Charles Grey Grey (13 November 1875 – 9 December 1953), was the founding editor of the British weekly The Aeroplane and the second editor of Jane's All the World's Aircraft. Among many honours, he became an honorary Companion of the Royal Aeronautical Society.

Grey was born on 13 November 1875 and educated at the Erasmus Smith School in Dublin and as an engineer at the Crystal Palace School of Engineering. Grey's first job was as a staff writer for The Autocar. His secondary role as the magazine's aviation specialist resulted in a commission from Iliffe and Sons, Ltd. to edit a penny weekly aviation paper called The Aero. In 1911, in partnership with E. V. (Victor) Sassoon, Grey founded The Aeroplane, remaining as editor of the influential weekly until November 1939. He was a man of decided opinions as evidenced in his editorials for the magazine over three decades. These included strong support for the fascist dictators of Italy and Germany, which played no small part in his leaving the magazine. Grey was a man of fascist sympathies and an ardent supporter of Hitler; in the 1930s he aired his antisemitic, anti-Bolshevist and pro-fascist opinions in his editorials.

After the Second World War, he continued to express extreme right-wing views. In 1949 he wrote, "If the Government had the will and the guts, to take the B.B.C. by the neck and make it stop singing, I'll walk beside you, to the Russians and the Juggos and the Czechs and the Poles and the Bulgars and the Viet Nams and the Indonesians and the Burmese and everything that is out on the Left Wing, and turn it over to doing a bit of walking British fashion, the R.A.F.'s troubles could be cured in 12 months ... Let the B.B.C. put on an R.A.F. band once in every programme every day to plug that fine swinging R.A.F. march as a signature tune, as they plug bastard negroid cacophonies from Tin Pan Alley. Let them put on an R.A.F. talk once a day on one programme or another. And let those talks be about action to-day and yesterday ... And see that those talks are produced by he-men."

Grey took over as editor of the annual issues of Jane's All the World's Aircraft from 1916 to 1940. After leaving The Aeroplane, Grey served from 1939 as air correspondent of the Yorkshire Evening Post and the Edinburgh Evening News, as well as various overseas journals. Grey also wrote a number of aviation books including A History of the Air Ministry (1940), The Luftwaffe (1944) and The Civil Air War (1945), the latter an opinionated review of likely post-war airline development and Britain's role in that process."Anyone who read C G in the 'twenties and 'thirties without having met him might have supposed his critical references, and sometimes perverse and acid comments reflected his nature and personality. Nothing could have been further from the truth. As long as we knew him he was a gentle and kindly man, always charming and generous to his friends, among whom he numbered rivals. Today there are men on Flight's staff who recall a kind word of encouragement here or a spot of advice there from the one-and-only C G, particularly when they were taking their first tentative steps in the hard and competitive world of journalism.

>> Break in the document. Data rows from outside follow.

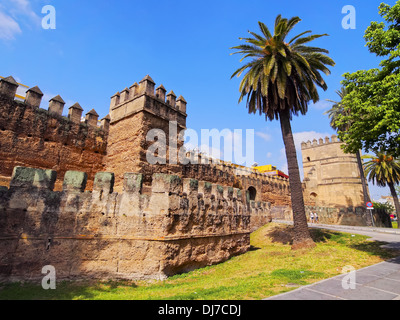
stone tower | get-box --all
[301,135,365,207]
[105,75,187,191]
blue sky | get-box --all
[0,0,395,198]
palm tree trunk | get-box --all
[356,150,374,227]
[279,110,315,250]
[388,183,400,229]
[356,151,371,205]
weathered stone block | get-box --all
[63,171,88,192]
[10,167,57,190]
[124,173,143,193]
[152,173,182,193]
[93,172,115,193]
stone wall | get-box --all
[0,77,109,190]
[0,167,271,281]
[301,135,365,207]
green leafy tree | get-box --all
[363,152,400,228]
[324,87,371,203]
[231,15,335,249]
[336,1,400,157]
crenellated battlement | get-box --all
[0,76,109,132]
[110,75,187,128]
[301,135,341,150]
[0,77,110,189]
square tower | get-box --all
[301,135,365,207]
[105,75,187,191]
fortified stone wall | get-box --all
[0,77,109,190]
[0,167,271,281]
[301,135,365,208]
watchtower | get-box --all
[105,75,187,190]
[301,135,364,207]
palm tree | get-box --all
[231,15,335,249]
[363,152,400,228]
[324,87,372,210]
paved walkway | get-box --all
[266,221,400,300]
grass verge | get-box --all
[0,224,400,300]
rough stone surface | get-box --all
[0,168,271,281]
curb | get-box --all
[272,219,400,235]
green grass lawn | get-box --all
[0,224,400,300]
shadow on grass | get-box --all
[267,226,400,260]
[0,281,137,300]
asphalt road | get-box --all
[266,221,400,300]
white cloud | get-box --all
[0,11,22,40]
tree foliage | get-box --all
[336,1,400,157]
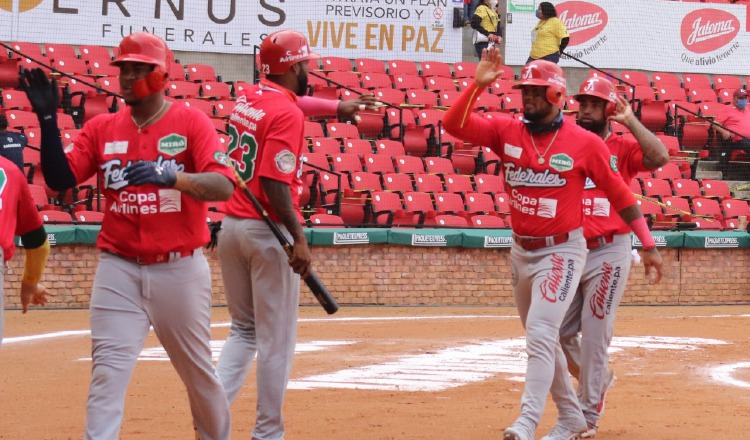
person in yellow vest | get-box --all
[471,0,503,59]
[526,2,570,64]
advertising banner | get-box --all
[505,0,750,75]
[0,0,462,62]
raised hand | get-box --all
[125,161,177,187]
[474,47,503,87]
[18,68,60,121]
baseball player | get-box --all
[21,33,234,440]
[443,48,662,440]
[0,156,49,345]
[0,113,29,173]
[217,30,326,440]
[560,77,669,438]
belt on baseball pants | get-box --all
[513,232,569,251]
[586,234,615,251]
[104,249,195,266]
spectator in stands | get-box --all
[526,2,570,64]
[560,77,669,437]
[471,0,503,59]
[711,89,750,179]
[0,113,28,174]
[0,157,49,344]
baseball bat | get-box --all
[234,169,339,315]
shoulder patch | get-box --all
[158,133,187,156]
[609,155,620,173]
[214,151,230,167]
[549,153,573,172]
[275,150,297,174]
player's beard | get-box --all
[578,119,607,134]
[297,69,308,96]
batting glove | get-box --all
[18,68,60,122]
[125,161,177,188]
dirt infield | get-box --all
[0,306,750,440]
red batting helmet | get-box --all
[110,32,174,98]
[573,76,617,117]
[260,30,320,75]
[513,60,566,105]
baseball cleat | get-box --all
[596,368,615,415]
[581,425,599,438]
[542,422,588,440]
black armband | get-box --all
[21,225,47,249]
[39,118,76,191]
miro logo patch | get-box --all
[0,0,44,12]
[159,133,187,156]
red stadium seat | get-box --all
[354,58,386,73]
[185,63,218,82]
[383,172,414,194]
[387,60,419,76]
[414,173,444,193]
[421,61,453,78]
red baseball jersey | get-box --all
[444,85,636,237]
[225,81,304,222]
[583,133,648,238]
[716,105,750,142]
[66,102,234,257]
[0,156,42,261]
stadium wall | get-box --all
[5,245,750,308]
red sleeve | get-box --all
[188,110,235,185]
[256,108,304,185]
[63,115,106,183]
[582,135,636,212]
[443,82,497,146]
[297,96,341,117]
[13,173,42,235]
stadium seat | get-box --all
[414,173,444,193]
[371,191,418,226]
[325,122,359,139]
[320,56,354,72]
[185,63,219,82]
[682,73,713,91]
[360,72,393,90]
[310,214,344,228]
[375,139,408,157]
[391,73,424,91]
[651,72,682,89]
[620,70,651,89]
[362,153,396,174]
[331,153,362,173]
[420,61,453,78]
[382,172,414,194]
[406,88,438,109]
[641,178,672,197]
[653,162,683,179]
[44,43,78,61]
[167,81,201,98]
[75,210,104,223]
[343,138,372,157]
[393,155,425,174]
[713,75,744,90]
[425,214,469,228]
[354,58,386,73]
[387,60,419,76]
[687,88,718,103]
[464,192,495,215]
[443,174,474,194]
[700,179,732,199]
[672,179,702,197]
[39,209,73,224]
[424,157,455,174]
[471,214,507,229]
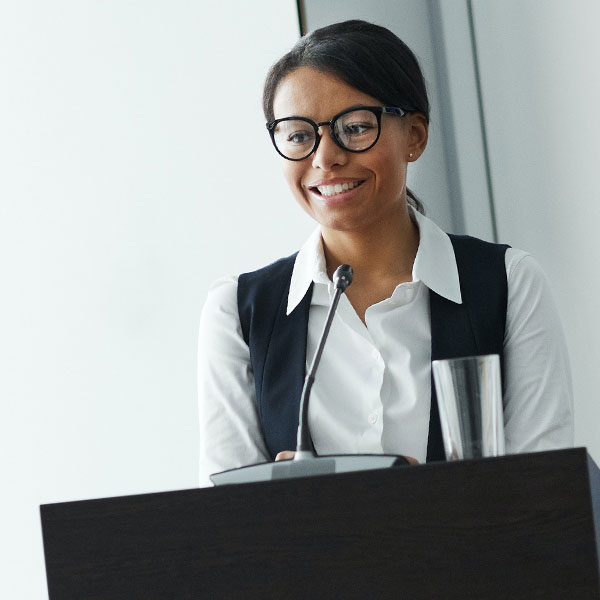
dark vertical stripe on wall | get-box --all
[467,0,498,243]
[296,0,306,37]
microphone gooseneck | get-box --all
[295,265,354,459]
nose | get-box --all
[312,125,348,171]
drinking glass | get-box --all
[432,354,504,460]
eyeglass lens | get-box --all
[273,109,379,160]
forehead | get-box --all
[273,67,381,121]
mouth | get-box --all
[308,179,365,198]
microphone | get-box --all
[294,265,354,460]
[210,265,408,485]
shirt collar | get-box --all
[287,207,462,315]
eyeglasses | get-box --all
[267,106,407,160]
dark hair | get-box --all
[263,20,429,212]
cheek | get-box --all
[281,160,304,194]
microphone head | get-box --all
[333,265,354,292]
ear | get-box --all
[406,113,429,162]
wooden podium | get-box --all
[41,448,600,600]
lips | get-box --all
[309,179,364,197]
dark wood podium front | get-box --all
[41,448,600,600]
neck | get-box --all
[321,206,419,284]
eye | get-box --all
[344,123,373,137]
[285,130,315,144]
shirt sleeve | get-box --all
[198,277,270,487]
[504,249,574,454]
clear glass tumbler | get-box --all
[432,354,504,460]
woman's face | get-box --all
[273,67,427,232]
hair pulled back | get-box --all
[263,20,429,212]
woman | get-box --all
[199,21,573,485]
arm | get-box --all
[198,277,269,487]
[504,249,573,453]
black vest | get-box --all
[238,235,508,462]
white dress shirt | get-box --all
[198,212,573,486]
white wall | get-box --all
[0,0,302,600]
[474,0,600,462]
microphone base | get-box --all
[210,452,408,485]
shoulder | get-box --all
[448,233,510,261]
[238,252,298,287]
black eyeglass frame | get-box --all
[266,106,410,162]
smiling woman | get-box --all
[199,21,573,484]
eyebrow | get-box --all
[273,104,373,123]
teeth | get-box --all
[317,181,362,196]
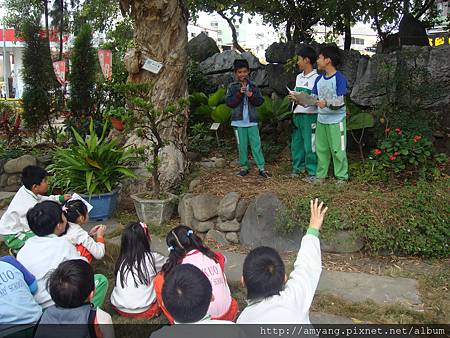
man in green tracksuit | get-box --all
[289,47,319,182]
[226,59,270,178]
[311,46,348,184]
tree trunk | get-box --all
[344,21,352,50]
[217,12,245,53]
[59,0,64,61]
[120,0,189,190]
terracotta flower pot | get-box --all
[111,117,124,131]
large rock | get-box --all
[217,192,241,222]
[217,219,241,232]
[4,155,37,174]
[266,64,297,96]
[187,32,220,62]
[178,194,194,227]
[191,194,220,222]
[199,50,262,75]
[205,229,228,246]
[320,231,364,253]
[236,199,250,222]
[266,41,296,63]
[239,193,301,251]
[192,219,214,233]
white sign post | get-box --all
[142,59,163,74]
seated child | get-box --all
[154,225,239,322]
[0,165,71,251]
[63,200,106,263]
[0,256,42,330]
[17,201,108,309]
[34,259,114,338]
[237,199,328,324]
[111,222,166,319]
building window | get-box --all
[352,38,364,46]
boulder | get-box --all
[187,32,220,62]
[239,192,301,252]
[199,50,262,75]
[191,194,220,222]
[4,155,37,174]
[236,199,250,222]
[205,229,228,245]
[217,192,241,222]
[178,194,194,227]
[266,64,297,97]
[225,232,239,244]
[217,219,241,232]
[266,41,296,63]
[6,175,22,186]
[192,219,214,233]
[189,178,202,192]
[320,231,364,253]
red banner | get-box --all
[98,49,112,80]
[53,61,66,85]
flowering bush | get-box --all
[369,128,447,178]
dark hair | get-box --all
[319,46,341,67]
[233,59,250,71]
[27,201,63,237]
[22,165,48,190]
[63,200,88,223]
[47,259,95,308]
[162,225,218,274]
[114,222,157,287]
[243,246,285,299]
[297,46,317,64]
[162,264,212,323]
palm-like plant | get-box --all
[47,120,137,195]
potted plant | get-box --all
[119,84,187,225]
[105,107,129,131]
[47,119,137,221]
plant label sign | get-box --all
[209,122,220,131]
[142,59,163,74]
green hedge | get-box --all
[277,179,450,257]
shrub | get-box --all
[276,180,450,257]
[370,128,446,179]
[47,120,136,195]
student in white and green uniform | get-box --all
[312,46,348,183]
[290,47,319,180]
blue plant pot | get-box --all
[80,189,119,221]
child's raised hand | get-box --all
[309,198,328,230]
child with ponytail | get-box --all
[111,222,166,319]
[63,200,106,263]
[154,225,239,323]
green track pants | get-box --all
[316,119,348,180]
[291,114,317,176]
[234,126,265,170]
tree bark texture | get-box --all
[120,0,189,190]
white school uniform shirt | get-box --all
[236,234,322,324]
[64,222,105,259]
[17,234,86,309]
[111,252,167,313]
[294,69,319,114]
[0,186,59,235]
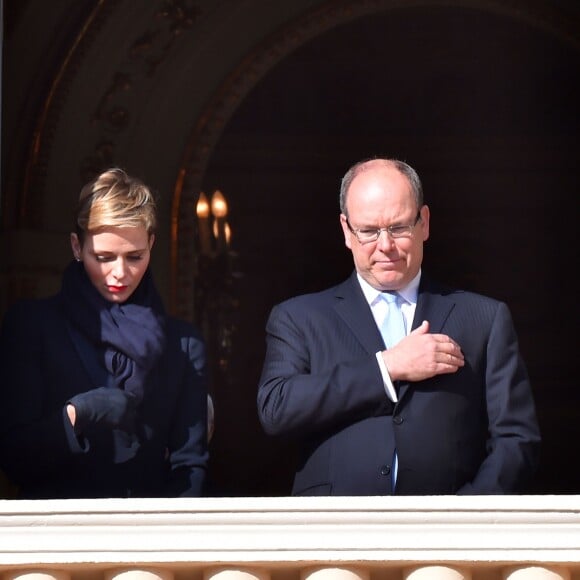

His goodwill continued to be reflected in frequent correspondence. From the first to the last occasion upon which we talked to him, he never once failed to express either an original thought or to reveal an unexpected viewpoint on some current topic. Neither his writing nor his conversation was ever lacking in humour and regardless of one's age." – Flight Magazine, 18 December 1953, published after Grey's death on 9 December 1953.